Underwriters use all of the following when they're setting a general rate schedule for an individual policy holder:

  • History: Health insurance companies in particular look at an individual's history to see how much of a risk they are. Around 25 percent of male smokers and over 18 percent of all female smokes who use tobacco products habitually will develop lung cancer, which is a huge risk for insurers. This is why smoker's policies tend to cost so much more than those for non-smokers. Auto insurance companies don't forget about this metric either, which is why they're so hard on people who have had an accident in the past. An average driver may deal with a collision once in around 19 years, but some motorists have a much higher rate of risk.
  • Credit Reporting: While it might seem unfair, underwriters also look to credit history when insuring people. This is based on the idea that people with bad credit may have made poor decisions in the past. On average, those who had so-called good credit ratings paid between $68-526 more per year for car insurance than those who have great ratings.
  • Age: Life insurance companies have long given discounts to young people who can be expected to pay their premiums for many years. They more than make up for this in how much more they'll have to pay for auto insurance, however. There's a stigma regarding young drivers, though it might not be true. Motorists between the ages of 15 and 19 who were involved in serious accidents weren't often as distracted as traditional wisdom might hold. Only around 10 percent were at fault for reasons of youthful indiscretion.
  • Location: Urban dwellers are always at higher risk of things like theft and accidents. In one study, the average American paid around $1,470 in insurance costs but those in Maine paid around half. Residents of the state of Michigan were paying around twice that much even if their driving history remains steady.

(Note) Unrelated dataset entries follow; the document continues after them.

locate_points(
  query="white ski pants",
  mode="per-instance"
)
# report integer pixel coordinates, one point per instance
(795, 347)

How Actuaries Determine Homeowner's Expenses

Approximately 98 percent of homeowners are covered by the basic insurance package that's required by mortgages. These prices are somewhat controlled, so actuaries don't have too much say in how rate schedules are published for them.

What people don't realize is that these plans are often exceptionally minimal. Those who spring for more sophisticated plans are charged at least in part based on location. Obviously, some areas are more prone to certain types of damage. Interestingly enough, however, few rate schedules include the kinds of disasters most common to specific regions without feeding customers an upcharge. This may explain why only around 1 in 10 homes in Southern California have policies against earthquakes.

Ways to Save Money

Fortunately, there are a few ways that homeowners can fight back against some of these charges. Federal authorities back some flood insurance programs, which can cover up to $250,000 of damages. This is particularly vital since so few people actually have access to these kinds of policies. Insurance underwriters look for things like home stability and location in relation to hydrants, so make sure to always point these out.

Most importantly of all, though, make sure that you shop around. Everyone has the right to do so.